Harold and Mary Cohen : The Papua New Guinea Slide Collection
Object ID:
Papua New Guinea
This Highland tribesman seems to amalgamate articles and decorations from other tribes. Trade store beads are easily available from visiting traders. The chemical dyes of orange, yellow, green and bright blue that he uses on his tall skinny back staff (dancing shield) do not match the colors red, yellow, white, and blue in his many rows of trade store beads that hang from his neck and cover half of his chest. A second part of his back staff is rounded and unpainted. It is surrounded with white chicken feathers. His headdress is composed of human hair that is protected with thin bark coverings or a net. It is painted and further decorated with orange feathers that have been clipped to the same size. Yellow, orange bright blue and bright Kelly green fabrics, shaped into an oval form top the headdress. Behind him, another group performs.

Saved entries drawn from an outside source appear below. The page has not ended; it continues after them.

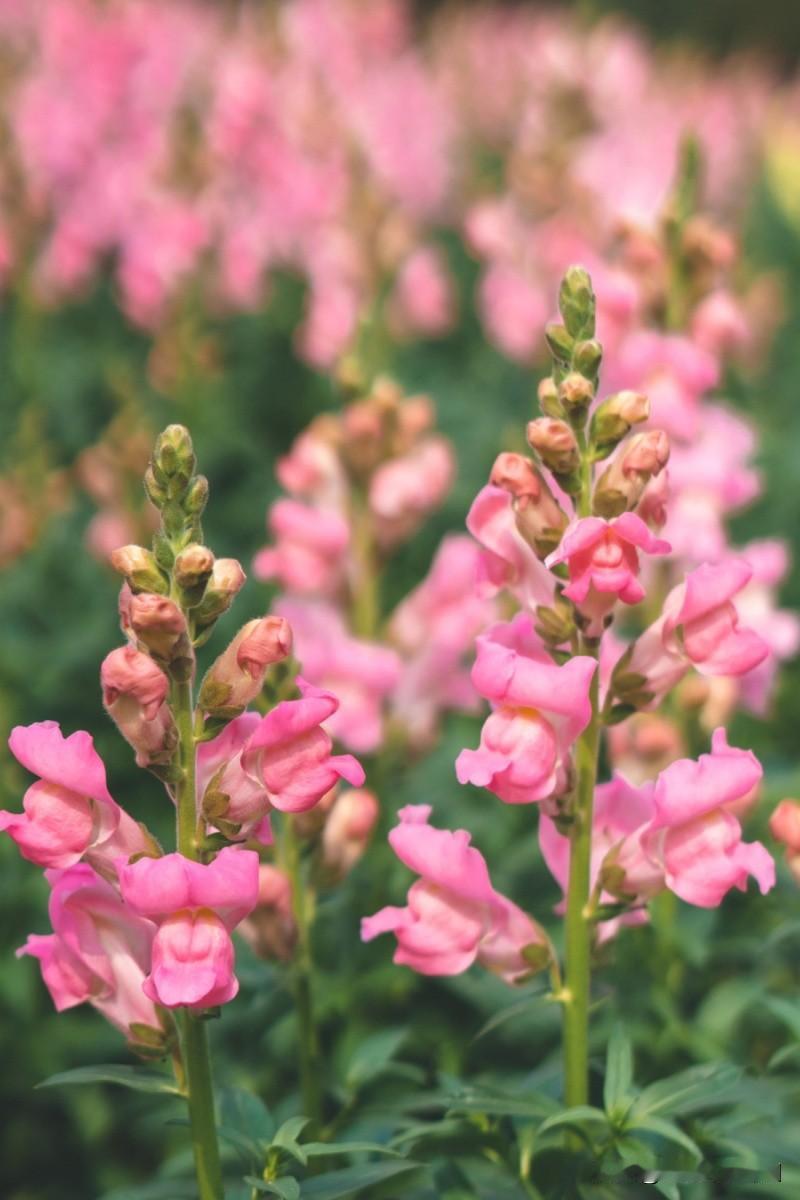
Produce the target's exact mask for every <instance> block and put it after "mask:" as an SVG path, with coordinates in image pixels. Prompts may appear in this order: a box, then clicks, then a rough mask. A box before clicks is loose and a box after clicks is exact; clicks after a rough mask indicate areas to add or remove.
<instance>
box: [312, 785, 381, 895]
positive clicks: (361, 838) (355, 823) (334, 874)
mask: <svg viewBox="0 0 800 1200" xmlns="http://www.w3.org/2000/svg"><path fill="white" fill-rule="evenodd" d="M379 815H380V805H379V804H378V798H377V797H375V794H374V792H369V791H367V788H366V787H359V788H348V790H347V791H344V792H341V793H339V794H338V796H337V798H336V800H335V803H333V808H332V809H331V811H330V814H329V816H327V820H326V822H325V828H324V829H323V862H324V864H325V866H326V869H327V870H329V871H330V872H331V874H332V875H333V876H335V877H336V878H339V880H341V878H344V876H345V875H348V874H349V872H350V871H351V870H353V868H354V866H355V864H356V863H357V862H359V859H360V858H361V856H362V854H363V852H365V851H366V848H367V846H368V845H369V839H371V838H372V832H373V829H374V828H375V824H377V822H378V817H379Z"/></svg>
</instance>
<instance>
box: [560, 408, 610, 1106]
mask: <svg viewBox="0 0 800 1200" xmlns="http://www.w3.org/2000/svg"><path fill="white" fill-rule="evenodd" d="M578 445H579V448H581V452H582V464H581V491H579V493H578V496H577V497H576V509H577V514H578V516H581V517H585V516H589V515H590V514H591V482H593V478H591V476H593V472H591V460H590V456H589V452H588V446H587V440H585V436H584V434H583V432H581V433H579V434H578ZM579 649H581V652H582V653H583V654H590V655H593V656H595V658H596V656H597V641H596V640H589V638H587V637H585V636H582V637H581V644H579ZM597 674H599V672H597V671H595V674H594V677H593V680H591V688H590V692H589V698H590V701H591V720H590V722H589V725H588V726H587V728H585V730H584V732H583V733H582V736H581V738H579V739H578V744H577V750H576V772H577V786H576V805H575V814H573V817H575V820H573V824H572V828H571V833H570V881H569V884H567V896H566V922H565V952H566V954H565V956H566V962H565V979H564V983H565V991H564V997H563V998H564V1099H565V1102H566V1104H567V1106H570V1108H573V1106H576V1105H579V1104H585V1103H587V1100H588V1098H589V1000H590V992H591V938H593V922H591V916H590V913H589V908H588V906H589V893H590V869H591V824H593V809H594V798H595V785H596V782H597V750H599V746H600V725H601V721H600V713H599V679H597Z"/></svg>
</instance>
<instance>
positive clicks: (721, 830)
mask: <svg viewBox="0 0 800 1200" xmlns="http://www.w3.org/2000/svg"><path fill="white" fill-rule="evenodd" d="M762 774H763V772H762V767H760V763H759V762H758V760H757V758H756V756H754V755H753V754H752V751H750V750H739V749H736V748H735V746H729V745H728V742H727V738H726V732H724V730H723V728H718V730H716V731H715V733H714V737H712V739H711V754H705V755H700V757H699V758H698V760H697V761H693V760H691V758H681V760H679V761H678V762H674V763H672V764H670V766H669V767H667V768H666V770H662V773H661V775H660V776H658V779H657V780H656V784H655V787H654V791H652V806H654V817H652V821H651V822H650V824H649V828H648V829H646V830H645V832H644V833H643V835H642V846H643V848H644V852H645V853H646V854H648V857H649V858H650V859H652V862H654V863H657V864H658V865H660V866H661V868H662V870H663V872H664V881H666V883H667V887H668V888H669V889H670V890H672V892H674V893H675V895H678V896H680V899H681V900H685V901H686V902H687V904H693V905H698V906H699V907H702V908H716V906H717V905H718V904H721V901H722V900H723V898H724V896H726V894H727V893H728V892H729V890H730V888H734V887H735V888H739V889H740V890H742V892H744V890H745V889H746V887H747V878H748V876H751V875H752V876H753V877H754V880H756V881H757V883H758V887H759V890H760V892H762V894H765V893H766V892H769V890H770V888H771V887H774V886H775V863H774V860H772V857H771V856H770V854H769V853H768V851H766V850H765V848H764V846H762V844H760V842H758V841H756V842H745V841H742V840H741V826H740V823H739V821H738V818H736V816H735V815H734V812H733V811H732V809H733V808H734V806H735V805H736V804H739V803H740V802H741V800H742V799H744V798H746V797H747V796H748V794H750V793H751V792H752V791H753V788H754V787H757V786H758V784H759V782H760V779H762Z"/></svg>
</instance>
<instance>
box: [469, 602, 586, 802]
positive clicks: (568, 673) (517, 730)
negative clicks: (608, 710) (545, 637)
mask: <svg viewBox="0 0 800 1200" xmlns="http://www.w3.org/2000/svg"><path fill="white" fill-rule="evenodd" d="M596 667H597V664H596V661H595V659H593V658H589V656H588V655H576V658H572V659H570V660H569V661H567V662H565V664H564V666H557V664H554V662H553V661H552V659H551V658H549V655H548V654H547V652H546V650H545V647H543V646H542V643H541V642H540V640H539V637H537V636H536V634H535V632H534V628H533V622H531V619H530V618H529V617H528V616H527V614H525V613H518V614H517V617H515V619H513V620H512V622H510V623H507V624H498V625H493V626H492V629H489V630H488V631H487V632H486V634H483V635H482V636H481V637H479V638H477V656H476V660H475V666H474V667H473V676H471V678H473V684H474V685H475V688H476V690H477V691H479V692H480V695H482V696H485V697H486V698H487V700H489V701H491V702H492V704H493V706H494V712H493V713H492V714H491V715H489V716H488V718H487V720H486V721H485V724H483V728H482V731H481V744H480V746H479V749H477V750H462V752H461V754H459V755H458V758H457V760H456V774H457V776H458V781H459V782H461V784H474V785H475V786H476V787H486V788H488V790H489V791H491V792H494V794H495V796H499V797H500V799H501V800H505V802H506V803H507V804H531V803H534V802H535V800H546V799H549V798H551V797H554V796H560V794H561V793H563V792H565V791H566V788H567V787H569V784H570V762H569V751H570V748H571V746H572V743H573V742H575V740H576V738H577V737H578V736H579V734H581V733H582V732H583V730H585V727H587V725H588V724H589V721H590V719H591V701H590V697H589V688H590V683H591V678H593V676H594V673H595V670H596Z"/></svg>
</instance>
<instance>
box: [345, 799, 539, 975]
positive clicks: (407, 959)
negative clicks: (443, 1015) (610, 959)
mask: <svg viewBox="0 0 800 1200" xmlns="http://www.w3.org/2000/svg"><path fill="white" fill-rule="evenodd" d="M431 811H432V810H431V805H428V804H419V805H409V806H407V808H404V809H401V811H399V814H398V816H399V824H398V826H396V827H395V829H392V830H391V833H390V834H389V841H390V845H391V847H392V850H393V851H395V853H396V854H397V857H398V858H399V860H401V862H402V863H403V864H404V865H405V866H408V868H409V869H410V870H411V871H414V872H415V874H417V875H420V876H421V878H420V880H419V881H417V882H416V883H414V884H413V886H411V888H410V890H409V894H408V906H407V907H405V908H398V907H393V906H389V907H386V908H381V910H380V912H377V913H374V916H372V917H365V918H363V920H362V922H361V937H362V940H363V941H365V942H369V941H372V938H373V937H377V936H378V935H379V934H395V936H396V937H397V949H396V952H395V962H397V964H398V965H402V966H408V967H411V970H414V971H417V972H419V973H420V974H427V976H452V974H461V973H462V972H463V971H467V968H468V967H470V966H471V965H473V964H474V962H476V961H477V962H480V964H481V966H485V967H486V968H487V970H488V971H492V972H493V973H495V974H498V976H500V978H501V979H504V980H505V982H506V983H510V984H513V983H519V982H522V980H523V979H525V978H528V976H530V974H531V973H533V967H531V961H533V959H534V956H533V955H530V956H529V959H527V958H525V950H530V948H531V947H535V948H536V950H537V952H540V955H539V956H540V962H539V965H541V966H543V965H545V964H546V962H547V961H548V959H549V942H548V938H547V935H546V934H545V931H543V929H541V926H540V925H537V924H536V922H534V920H531V918H530V917H528V914H527V913H524V912H523V911H522V910H521V908H518V907H517V905H515V904H512V902H511V900H507V899H506V898H505V896H504V895H500V893H499V892H495V890H494V888H493V887H492V881H491V880H489V872H488V869H487V865H486V862H485V859H483V856H482V854H481V853H480V851H477V850H475V847H474V846H470V835H469V834H468V833H467V830H465V829H457V830H456V832H455V833H452V832H450V830H447V829H435V828H433V827H432V826H429V824H428V817H429V816H431Z"/></svg>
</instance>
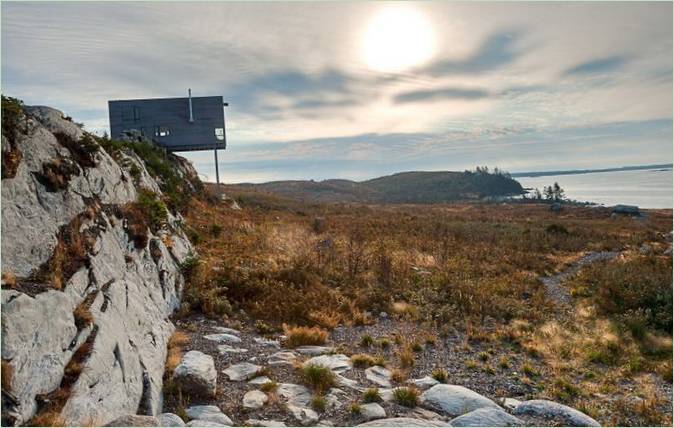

Behind him, Men are decorated with wide gray—white and orange clay stripes on their bodies, arms and legs. Painting stripes on the body and arms is a popular form of body art in many tribes in Papua New Guinea, as is the camouflaging of the face — whether by paint or masks. These villagers match their headcaps in the gray—white and orange clays. For many cults, the performers are not supposed to be recognized. They perform at ceremonies, including for paybacks, mokas, and spells to cure sickness traditionally. Highlanders form a column, singing and dancing while playing their kundu hour—glass wooden drum that has no covering piece on its end. Leaves hang from their waist bands.